The feature is being rolled out across all platforms. This is a major boost to the already very popular messaging app. We are happy to note that someone, for once, isn’t obsessed with videos.
Whatsapp, possibly the most popular cross platform messaging app, has added the voice messaging feature to the offering. This announcement was made by Co-Founder and CEO Jan Koum, while speaking with AllThingsD. He also confirmed that the service has now crossed 300 million active users.
Well, WhatsApp users share 325 million photos per day, according Jan Koum, the company’s co-founder and CEO, speaking in an interview at WhatsApp’s unmarked office housed inside another tech-related business near Castro Street in Mountain View, Calif.
So what’s next for WhatsApp? Is it mobile payments, or an app platform, or something mind-dazzlingly audacious?
Nope. It’s push-to-talk voice messaging.
Today, WhatsApp is rolling out voice messaging for all of its apps, on iPhone, BlackBerry, Android, Windows Phone and Nokia.
WhatsApp’s voice messaging feature was a carefully designed “pet project” of Koum’s over the past six months, he said.
Sure, other mobile messaging apps have voice features already — it’s the main draw of Voxer, for example.
Koum’s contention is that WhatApp’s innovation is in how simple it makes sending a voice message. He pulled out the Facebook Messenger app to show that it takes three taps to make a voice recording.
With the updated WhatsApp, a user pushes to record a message rather than type one. When she lets go, the message sends. If she decides not to send, she swipes to the left and the recording is deleted. All that is built into a single tap.
“The number of taps matters.
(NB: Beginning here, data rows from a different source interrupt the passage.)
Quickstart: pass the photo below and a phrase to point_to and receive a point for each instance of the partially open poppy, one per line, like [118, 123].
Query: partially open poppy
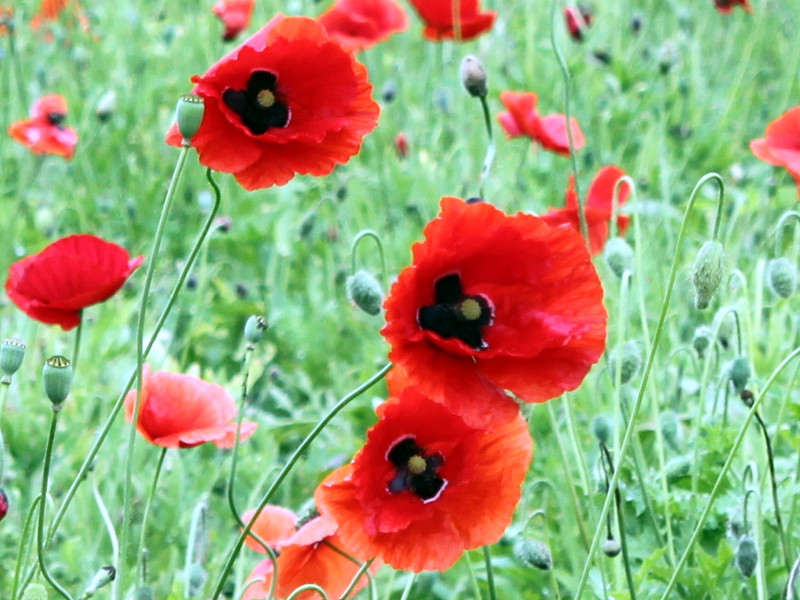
[494, 302]
[440, 24]
[359, 24]
[599, 202]
[265, 119]
[426, 486]
[45, 132]
[182, 411]
[56, 284]
[781, 146]
[522, 119]
[235, 15]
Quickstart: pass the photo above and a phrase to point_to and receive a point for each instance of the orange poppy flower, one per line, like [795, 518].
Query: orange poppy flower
[360, 24]
[522, 119]
[426, 486]
[599, 201]
[44, 132]
[182, 411]
[494, 302]
[265, 119]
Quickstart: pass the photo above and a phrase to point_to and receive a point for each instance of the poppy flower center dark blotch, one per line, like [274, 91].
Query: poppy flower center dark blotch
[456, 315]
[415, 472]
[258, 104]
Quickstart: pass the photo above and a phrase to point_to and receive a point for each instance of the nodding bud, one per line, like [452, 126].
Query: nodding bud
[708, 272]
[782, 277]
[365, 292]
[618, 255]
[533, 553]
[746, 556]
[57, 379]
[189, 115]
[255, 328]
[473, 76]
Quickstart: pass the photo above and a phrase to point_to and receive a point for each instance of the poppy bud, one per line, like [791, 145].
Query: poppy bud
[57, 379]
[618, 255]
[190, 111]
[708, 272]
[365, 292]
[782, 277]
[473, 76]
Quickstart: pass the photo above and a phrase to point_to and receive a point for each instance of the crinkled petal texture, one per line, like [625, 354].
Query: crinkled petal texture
[56, 284]
[482, 471]
[360, 24]
[326, 92]
[181, 411]
[548, 325]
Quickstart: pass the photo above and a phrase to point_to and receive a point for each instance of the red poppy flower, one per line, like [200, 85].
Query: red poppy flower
[426, 486]
[182, 411]
[359, 24]
[235, 15]
[265, 119]
[550, 131]
[494, 302]
[439, 22]
[781, 146]
[44, 132]
[56, 284]
[599, 202]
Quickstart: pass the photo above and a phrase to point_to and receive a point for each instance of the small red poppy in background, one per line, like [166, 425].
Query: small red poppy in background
[440, 24]
[182, 411]
[310, 556]
[56, 284]
[265, 119]
[426, 486]
[522, 119]
[781, 146]
[45, 132]
[598, 208]
[360, 24]
[494, 302]
[235, 15]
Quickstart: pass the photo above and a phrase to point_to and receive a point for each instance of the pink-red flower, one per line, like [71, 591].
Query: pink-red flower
[781, 146]
[360, 24]
[494, 302]
[289, 100]
[598, 207]
[45, 132]
[522, 119]
[427, 486]
[440, 24]
[182, 411]
[56, 284]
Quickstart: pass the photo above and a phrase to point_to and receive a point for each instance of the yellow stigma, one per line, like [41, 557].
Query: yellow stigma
[265, 98]
[416, 465]
[470, 309]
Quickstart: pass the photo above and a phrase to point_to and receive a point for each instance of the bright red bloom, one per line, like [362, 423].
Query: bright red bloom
[426, 486]
[56, 284]
[494, 302]
[44, 132]
[182, 411]
[522, 118]
[265, 117]
[781, 146]
[599, 202]
[359, 24]
[235, 15]
[439, 22]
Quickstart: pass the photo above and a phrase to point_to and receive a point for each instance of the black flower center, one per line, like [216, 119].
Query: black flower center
[415, 472]
[258, 105]
[455, 314]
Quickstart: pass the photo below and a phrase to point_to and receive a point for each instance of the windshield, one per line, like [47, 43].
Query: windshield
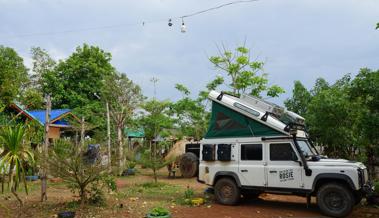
[306, 148]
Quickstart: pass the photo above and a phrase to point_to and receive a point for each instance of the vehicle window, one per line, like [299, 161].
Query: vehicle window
[282, 151]
[251, 152]
[306, 149]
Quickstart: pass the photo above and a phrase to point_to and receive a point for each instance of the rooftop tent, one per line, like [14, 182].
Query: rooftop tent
[226, 122]
[131, 133]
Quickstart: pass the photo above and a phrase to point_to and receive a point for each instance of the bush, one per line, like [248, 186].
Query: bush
[159, 211]
[68, 162]
[189, 193]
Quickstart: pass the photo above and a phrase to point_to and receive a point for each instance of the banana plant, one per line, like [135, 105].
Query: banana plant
[14, 156]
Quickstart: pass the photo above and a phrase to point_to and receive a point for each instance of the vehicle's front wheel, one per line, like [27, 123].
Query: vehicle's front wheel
[227, 192]
[335, 200]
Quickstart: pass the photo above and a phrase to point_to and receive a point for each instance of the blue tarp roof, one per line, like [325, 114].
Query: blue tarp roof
[39, 115]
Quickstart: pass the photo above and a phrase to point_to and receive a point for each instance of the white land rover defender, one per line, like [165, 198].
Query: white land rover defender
[253, 146]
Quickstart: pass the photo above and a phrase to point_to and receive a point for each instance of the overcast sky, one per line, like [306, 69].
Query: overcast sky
[297, 39]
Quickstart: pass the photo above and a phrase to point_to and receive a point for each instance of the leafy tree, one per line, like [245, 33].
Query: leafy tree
[244, 72]
[189, 114]
[13, 75]
[300, 99]
[365, 90]
[320, 85]
[123, 97]
[332, 120]
[152, 159]
[68, 161]
[75, 80]
[155, 120]
[43, 66]
[14, 157]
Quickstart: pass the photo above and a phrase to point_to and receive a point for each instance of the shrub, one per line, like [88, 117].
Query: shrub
[159, 211]
[189, 193]
[68, 162]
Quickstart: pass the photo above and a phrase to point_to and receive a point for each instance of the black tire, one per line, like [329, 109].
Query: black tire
[227, 192]
[189, 165]
[335, 200]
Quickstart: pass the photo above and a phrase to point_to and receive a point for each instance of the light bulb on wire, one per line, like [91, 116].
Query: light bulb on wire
[183, 28]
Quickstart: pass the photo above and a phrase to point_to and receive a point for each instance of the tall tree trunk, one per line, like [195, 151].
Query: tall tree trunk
[13, 190]
[371, 161]
[45, 148]
[109, 137]
[120, 148]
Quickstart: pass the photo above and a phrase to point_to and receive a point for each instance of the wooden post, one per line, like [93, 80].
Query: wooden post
[82, 133]
[45, 148]
[109, 137]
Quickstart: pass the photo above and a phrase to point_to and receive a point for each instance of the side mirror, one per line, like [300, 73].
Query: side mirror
[299, 162]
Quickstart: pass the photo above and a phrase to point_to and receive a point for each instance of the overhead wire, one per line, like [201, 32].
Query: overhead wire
[143, 23]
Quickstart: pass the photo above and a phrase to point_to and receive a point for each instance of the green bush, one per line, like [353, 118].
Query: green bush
[96, 196]
[159, 211]
[131, 164]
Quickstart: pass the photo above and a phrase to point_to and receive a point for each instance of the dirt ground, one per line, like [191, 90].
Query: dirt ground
[129, 202]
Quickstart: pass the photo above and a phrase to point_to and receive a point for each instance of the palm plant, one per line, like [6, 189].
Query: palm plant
[14, 157]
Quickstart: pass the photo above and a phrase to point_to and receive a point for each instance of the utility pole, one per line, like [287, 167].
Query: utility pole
[109, 137]
[154, 80]
[45, 148]
[108, 132]
[82, 133]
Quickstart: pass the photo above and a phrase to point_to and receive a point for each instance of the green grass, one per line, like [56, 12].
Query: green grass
[152, 190]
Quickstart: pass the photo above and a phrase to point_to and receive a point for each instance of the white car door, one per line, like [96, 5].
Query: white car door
[283, 168]
[252, 164]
People want to send a message and be on their way,” Koum said.
Other features: There’s no length limit for the time spent recording, and the volume automatically switches from speaker when held at arm’s length to soft when held next to an ear. There’s also a blue microphone illustration that indicates when a message has been played. “It’s very reassuring to know that someone else has heard your message,” Koum said.
Other major mobile app companies like Google and Facebook and Twitter regularly stagger their releases, with different teams working on different platforms, and different prioritization. But WhatsApp — with just 45 employees — is pushing new voice features simultaneously on all its platforms, its first such parallel release. It’s expected to be available to all users within 24 hours.
But what’s the big deal with voice? Why is this important, aside from the fact that all 300 million WhatsApp users are getting access to it at the same time?
Koum argued it comes back to why WhatsApp has been successful. “Everything we do is very iterative,” he said. “We’re not going to come out with a big gaming platform launch. All these little details are so important. I’ll spend six months obsessing over how it works on every platform.”
Voice messaging will be especially important for many WhatsApp users whose languages can be harder to type. For instance, Koum said he has many friends that he corresponds with in Russian. It can be difficult because the Russian alphabet has 33 letters, which get compressed into narrow buttons on a touchscreen. Now that won’t be an issue, because he can just send them voice memos.
And besides, Koum doesn’t think messaging is boring. “We really are excited about this functionality,” he said. “We think it is going to be awesome.”
After voice messaging rolls out, Koum said he expects to turn his attention to more “media-focused” products, building on all the photos WhatsApp users are already sending.
Continuing to evolve WhatsApp will be crucial, according to Guy Rosen, CEO of Onavo, which gets insight into how people actually use mobile apps by tracking their data access.